The difficulty with ‘only think about this particular volume of space’ is that it requires the ability to intervene on thoughts rather than outputs.)
I do not think that would do what you seem to think it would do. If something optimizes one little chunk of the world really hard, ignoring everything else, that doesn’t mean the rest of the world is unchanged; by default there are lots of side effects. E.g. if something is building nanotech in a 1m cube, ignoring everything outside the cube, at the very least I’d expect that dump nuke levels of waste heat into its immediate surroundings.
I agree that this would be scary if the system is, for example, as smart as physically possible. What I’m imagining is:
(1) if you find a way to ensure that the system is only weakly superhuman (e.g., it performs vast amounts of low-level-Google-engineer-quality reasoning, only rare short controlled bursts of von-Neumann-quality reasoning, and nothing dramatically above the von-Neumann level), and
(2) if you get the system to only care about thinking about this cube of space, and
(3) if you also somehow get the system to want to build the particular machine you care about,
then you can plausibly save the world, and (importantly) you’re not likely to destroy the world if you fail, assuming you really are correctly confident in 1, 2, and 3.
I think you can also get more safety margin if the cube is in Antarctica (or on the Moon?), if you’ve tried to seal it off from the environment to some degree, and if you actively monitor for things like toxic waste products, etc.
Notably, the “only care about thinking about this cube of space” part is important for a lot of the other safety features to work, like:
It’s a lot harder to get guarantees about the system’s intelligence if it’s optimizing the larger world (since it might then improve itself, or build a smart successor in its environment—good luck closing off all possible loopholes for what kinds of physical systems an AGI might build that count as “smart successors”, while still leaving it able to build nanotech!).
Likewise, it’s a lot harder to get guarantees that the system stably is optimizing what you want it to optimize, or stably has any specific internal property, if it’s willing and able to modify itself.

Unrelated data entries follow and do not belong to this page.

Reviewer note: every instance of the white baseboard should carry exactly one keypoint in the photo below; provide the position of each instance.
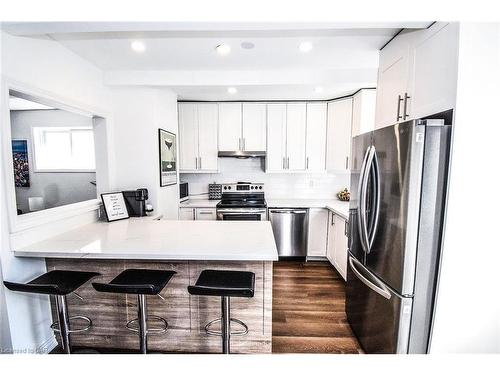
(47, 346)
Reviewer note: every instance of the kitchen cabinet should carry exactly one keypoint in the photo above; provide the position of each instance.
(254, 127)
(230, 127)
(337, 243)
(363, 111)
(186, 213)
(197, 213)
(317, 232)
(276, 137)
(198, 137)
(417, 74)
(339, 134)
(340, 246)
(434, 81)
(295, 136)
(242, 127)
(205, 214)
(315, 137)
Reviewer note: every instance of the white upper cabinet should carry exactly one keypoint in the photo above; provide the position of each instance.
(296, 136)
(316, 136)
(434, 81)
(207, 133)
(417, 74)
(254, 127)
(339, 134)
(198, 137)
(276, 137)
(363, 111)
(188, 136)
(230, 138)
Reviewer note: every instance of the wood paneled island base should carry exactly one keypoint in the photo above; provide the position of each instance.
(186, 314)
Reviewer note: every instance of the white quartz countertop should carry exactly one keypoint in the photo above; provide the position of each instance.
(201, 203)
(162, 240)
(339, 207)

Part of why we can hope to notice, anticipate, and guard against bad side-effects like “waste products” is that the waste products aren’t optimized to have any particular effect on the external environment, and aren’t optimized to evade our efforts to notice, anticipate, or respond to the danger. For that reason, “An AGI that only terminally cares about the state of a certain cube of space, but does spend time thinking about the larger world”, is vastly scarier than an AGI that just-doesn’t-think in those directions.
If the system does start going off the rails, we’re a lot more likely to be able to shut it down if it isn’t thinking about us or about itself.
This makes me think that the “only care about thinking about certain things” part may be relatively important in order for a lot of other safety requirements to be tractable. It feels more “(realistically) necessary” than “sufficient” to me; but I do personally have a hunch (which hopefully we wouldn’t have to actually rely on as a safety assumption!) that the ability to do things in this reference class would get us, like, 80+% of the way to saving the world? (Dunno whether Eliezer or anyone else at MIRI would agree.)